Targets of the small regulatory RNA DapZ. Salmonella enterica subsp. enterica serovar Typhimurium str. SL1344

To determine the targets of the small regulatory RNA DapZ in S. Typhimurium, we looked at the effect of a short pulse of DapZ over-expression on the Salmonella transcriptome, as well as a DapZ variant that lacks the GcvB-like R1 region. To achieve over-expression, the wild-type DapZ and its variant were cloned in the pBAD plasmid and induced with 0.2% L-arabinose for 10 min. We then extracted the total RNA for transcriptional profiling. A strain carrying the pBAD plasmid w/o insert was used as negative control (also induced by L-arabinose). 2 biological replicates were performed. This sRNA target identification strategy has been described in Papenfort et al; Molecular Microbiology (2006) 62(6), 1674-1688. Overall design: We used whole-genome S. typhimurium microarrays to determine relative mRNA expression changes, comparing the mRNA profiles. Microarrays used in this study were produced by in-situ synthesis as 8x15k multipack format from Agilent Technologies. Each microarray comprises 13268 60-mer S. typhimurium strain SL1344 specific oligonucleotides supplemented with 319 60-mer S. enterica subsp. serovar Typhimurium 14028S specific oligonucleotides, 360 60-mer S. typhimurium LT2 specific oligonucleotides and 360 60-mer oligonucleotides specific for 149 Salmonella sRNAs. The experimental design involves the use of Salmonella enterica serovar Typhimurium genomic DNA as the co-hybridized control for one channel on all microarrays. Two independent biological eperiments were analyzed.

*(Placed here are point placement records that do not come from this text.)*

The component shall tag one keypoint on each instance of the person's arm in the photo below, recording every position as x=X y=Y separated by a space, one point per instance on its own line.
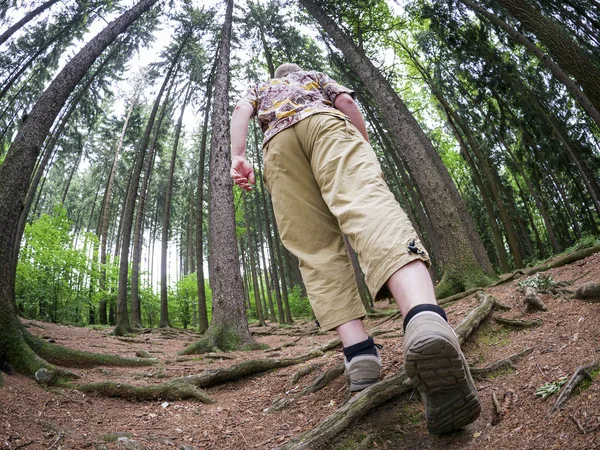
x=241 y=170
x=345 y=103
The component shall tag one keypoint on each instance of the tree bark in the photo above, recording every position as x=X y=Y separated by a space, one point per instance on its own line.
x=585 y=97
x=252 y=254
x=202 y=311
x=123 y=324
x=164 y=305
x=105 y=210
x=16 y=171
x=229 y=327
x=458 y=240
x=27 y=18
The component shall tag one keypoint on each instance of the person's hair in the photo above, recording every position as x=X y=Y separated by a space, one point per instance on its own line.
x=286 y=69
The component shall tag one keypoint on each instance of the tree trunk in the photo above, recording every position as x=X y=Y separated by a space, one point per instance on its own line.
x=257 y=198
x=566 y=50
x=105 y=210
x=461 y=248
x=123 y=325
x=16 y=171
x=202 y=310
x=252 y=255
x=28 y=17
x=164 y=305
x=229 y=326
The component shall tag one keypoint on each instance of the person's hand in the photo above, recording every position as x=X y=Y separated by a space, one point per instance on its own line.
x=242 y=172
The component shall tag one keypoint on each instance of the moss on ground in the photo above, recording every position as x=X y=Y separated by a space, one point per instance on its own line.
x=68 y=357
x=454 y=282
x=220 y=339
x=585 y=384
x=164 y=391
x=491 y=336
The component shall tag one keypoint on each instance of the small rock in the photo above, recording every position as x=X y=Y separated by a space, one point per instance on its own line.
x=142 y=354
x=130 y=444
x=43 y=376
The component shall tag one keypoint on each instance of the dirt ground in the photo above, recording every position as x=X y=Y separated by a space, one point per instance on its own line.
x=33 y=417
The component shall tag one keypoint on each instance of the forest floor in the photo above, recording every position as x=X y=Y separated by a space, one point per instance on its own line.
x=33 y=417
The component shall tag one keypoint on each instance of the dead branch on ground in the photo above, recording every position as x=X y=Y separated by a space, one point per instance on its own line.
x=532 y=301
x=213 y=377
x=581 y=374
x=502 y=364
x=459 y=296
x=302 y=373
x=165 y=391
x=589 y=291
x=518 y=323
x=361 y=404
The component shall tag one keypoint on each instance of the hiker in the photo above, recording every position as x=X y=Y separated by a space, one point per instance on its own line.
x=325 y=181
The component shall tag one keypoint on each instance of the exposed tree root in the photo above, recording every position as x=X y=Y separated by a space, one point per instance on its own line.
x=500 y=408
x=500 y=365
x=321 y=436
x=561 y=260
x=305 y=371
x=510 y=277
x=319 y=383
x=366 y=443
x=233 y=373
x=589 y=291
x=533 y=302
x=129 y=340
x=281 y=347
x=68 y=357
x=220 y=340
x=164 y=391
x=459 y=296
x=581 y=374
x=517 y=323
x=54 y=377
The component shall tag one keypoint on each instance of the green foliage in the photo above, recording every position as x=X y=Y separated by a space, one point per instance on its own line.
x=584 y=242
x=299 y=306
x=493 y=336
x=587 y=382
x=52 y=272
x=183 y=299
x=540 y=282
x=550 y=388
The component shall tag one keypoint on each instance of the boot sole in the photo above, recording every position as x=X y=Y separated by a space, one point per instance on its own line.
x=439 y=371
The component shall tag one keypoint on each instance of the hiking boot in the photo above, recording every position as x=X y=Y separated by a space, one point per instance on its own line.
x=437 y=367
x=363 y=371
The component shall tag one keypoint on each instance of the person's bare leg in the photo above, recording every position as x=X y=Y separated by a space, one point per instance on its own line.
x=434 y=362
x=352 y=332
x=411 y=286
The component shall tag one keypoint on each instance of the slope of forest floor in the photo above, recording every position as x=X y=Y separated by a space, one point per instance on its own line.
x=33 y=417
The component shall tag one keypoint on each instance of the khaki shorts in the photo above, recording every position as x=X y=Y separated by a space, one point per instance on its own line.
x=325 y=180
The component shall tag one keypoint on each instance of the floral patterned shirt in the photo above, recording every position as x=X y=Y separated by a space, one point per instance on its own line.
x=283 y=102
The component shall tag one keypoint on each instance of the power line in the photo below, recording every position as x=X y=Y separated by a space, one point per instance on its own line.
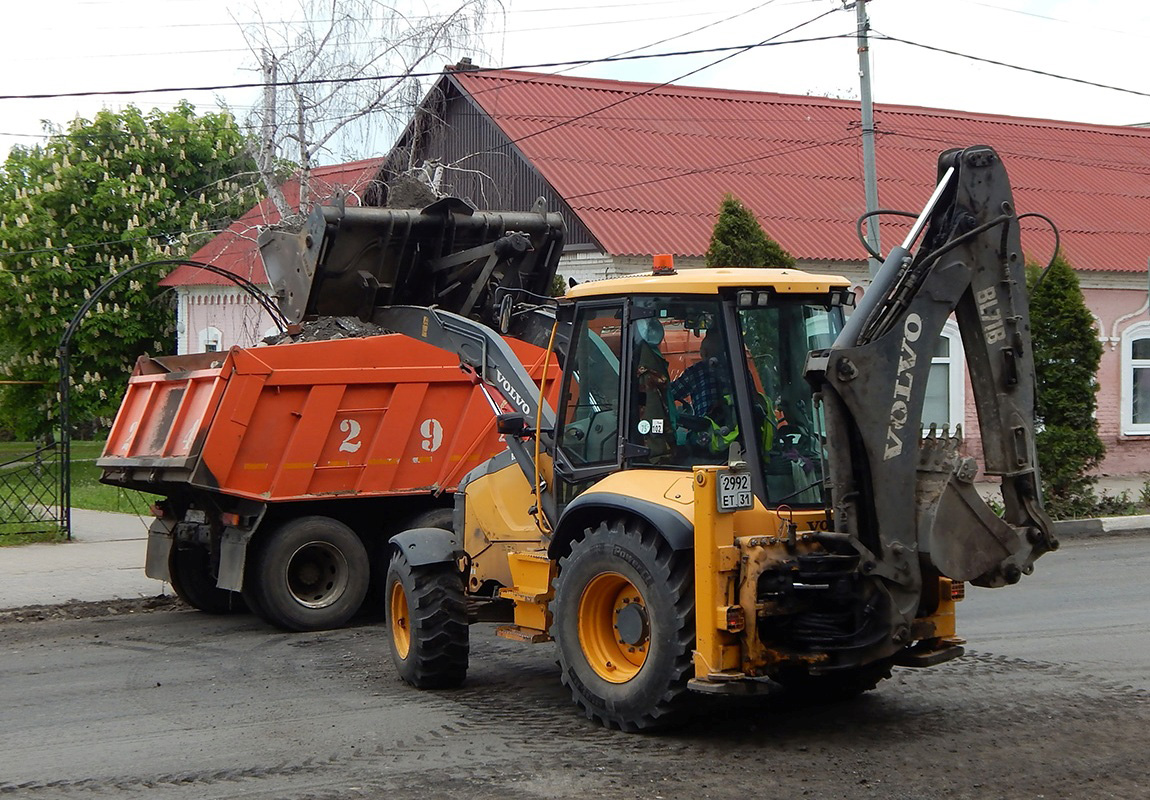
x=765 y=43
x=714 y=168
x=312 y=82
x=1014 y=67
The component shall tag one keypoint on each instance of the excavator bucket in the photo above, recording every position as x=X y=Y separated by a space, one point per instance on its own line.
x=349 y=260
x=873 y=387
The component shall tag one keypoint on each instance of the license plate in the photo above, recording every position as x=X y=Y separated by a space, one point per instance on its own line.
x=735 y=492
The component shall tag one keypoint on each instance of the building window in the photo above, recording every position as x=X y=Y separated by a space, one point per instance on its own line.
x=209 y=340
x=944 y=405
x=1136 y=379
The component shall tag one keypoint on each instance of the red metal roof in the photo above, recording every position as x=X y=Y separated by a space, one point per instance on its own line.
x=648 y=175
x=236 y=249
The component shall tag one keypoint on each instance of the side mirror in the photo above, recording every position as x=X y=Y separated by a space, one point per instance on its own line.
x=511 y=424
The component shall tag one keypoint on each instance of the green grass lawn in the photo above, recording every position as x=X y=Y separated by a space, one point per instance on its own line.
x=20 y=502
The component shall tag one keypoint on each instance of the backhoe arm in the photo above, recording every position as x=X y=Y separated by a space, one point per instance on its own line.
x=873 y=382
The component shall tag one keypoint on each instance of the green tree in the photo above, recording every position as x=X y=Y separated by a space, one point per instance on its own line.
x=1066 y=356
x=738 y=240
x=107 y=193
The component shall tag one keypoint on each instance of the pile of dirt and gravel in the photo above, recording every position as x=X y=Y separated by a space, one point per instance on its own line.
x=79 y=609
x=323 y=329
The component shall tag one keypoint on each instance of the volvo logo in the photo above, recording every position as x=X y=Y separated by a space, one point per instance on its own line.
x=899 y=410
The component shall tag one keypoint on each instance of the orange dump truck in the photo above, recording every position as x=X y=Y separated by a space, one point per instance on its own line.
x=285 y=468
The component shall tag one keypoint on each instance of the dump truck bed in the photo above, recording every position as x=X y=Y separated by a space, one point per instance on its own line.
x=374 y=416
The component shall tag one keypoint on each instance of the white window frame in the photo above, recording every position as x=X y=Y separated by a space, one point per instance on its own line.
x=211 y=336
x=1140 y=330
x=956 y=374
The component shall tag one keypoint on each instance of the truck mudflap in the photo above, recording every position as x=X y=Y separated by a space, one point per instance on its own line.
x=159 y=548
x=872 y=386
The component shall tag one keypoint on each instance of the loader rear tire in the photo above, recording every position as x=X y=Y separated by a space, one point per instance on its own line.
x=427 y=623
x=308 y=575
x=625 y=627
x=190 y=569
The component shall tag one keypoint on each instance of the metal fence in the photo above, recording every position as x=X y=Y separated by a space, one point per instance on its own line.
x=32 y=487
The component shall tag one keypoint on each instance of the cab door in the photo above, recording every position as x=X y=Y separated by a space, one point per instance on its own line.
x=587 y=431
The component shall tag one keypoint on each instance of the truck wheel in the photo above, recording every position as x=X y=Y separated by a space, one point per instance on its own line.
x=309 y=575
x=427 y=623
x=190 y=569
x=625 y=625
x=834 y=686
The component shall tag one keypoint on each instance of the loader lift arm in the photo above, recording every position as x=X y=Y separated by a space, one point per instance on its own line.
x=487 y=355
x=872 y=385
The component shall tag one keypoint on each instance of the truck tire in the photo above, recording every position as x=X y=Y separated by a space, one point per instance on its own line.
x=625 y=625
x=427 y=623
x=308 y=575
x=190 y=569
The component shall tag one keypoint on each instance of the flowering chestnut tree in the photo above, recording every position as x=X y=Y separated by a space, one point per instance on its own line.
x=97 y=198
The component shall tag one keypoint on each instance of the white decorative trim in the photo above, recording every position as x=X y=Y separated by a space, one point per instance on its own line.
x=1140 y=330
x=211 y=340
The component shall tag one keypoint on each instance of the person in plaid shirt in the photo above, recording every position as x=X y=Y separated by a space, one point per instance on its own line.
x=704 y=382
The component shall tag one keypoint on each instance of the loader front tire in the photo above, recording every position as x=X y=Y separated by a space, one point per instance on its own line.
x=625 y=627
x=308 y=575
x=190 y=569
x=427 y=623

为鉴定鼠伤寒沙门氏菌中小调控RNA（small regulatory RNA, sRNA）DapZ的靶标，我们检测了短时脉冲式过表达DapZ对沙门氏菌转录组的影响，并同步考察了缺失GcvB样R1区域的DapZ突变体的效应。 为实现过表达，我们将野生型DapZ及其突变体克隆至pBAD质粒中，并用0.2%的L-阿拉伯糖诱导10分钟。随后我们提取总RNA用于转录组分析。以仅携带空pBAD质粒的菌株作为阴性对照，该对照同样经L-阿拉伯糖诱导。本实验设置2次生物学重复。该sRNA靶标鉴定策略已见于Papenfort等人发表于《Molecular Microbiology》（2006）第62卷第6期，第1674-1688页的研究成果。 整体实验设计：我们采用全基因组鼠伤寒沙门氏菌微阵列，通过对比不同样本的mRNA表达谱，检测相对mRNA表达变化。本研究使用的微阵列由安捷伦科技（Agilent Technologies）以原位合成法制备，采用8×15k多包格式。每张微阵列包含13268条针对鼠伤寒沙门氏菌SL1344菌株的60聚体寡核苷酸探针，此外还补充了319条针对肠炎沙门氏菌亚种鼠伤寒血清型14028S菌株的60聚体寡核苷酸探针、360条针对鼠伤寒沙门氏菌LT2菌株的60聚体寡核苷酸探针，以及149条针对沙门氏菌sRNA的60聚体寡核苷酸探针。 本实验设计规定，所有微阵列的一个通道均以肠炎沙门氏菌鼠伤寒血清型的基因组DNA作为共杂交对照。本研究共分析了2次独立的生物学实验。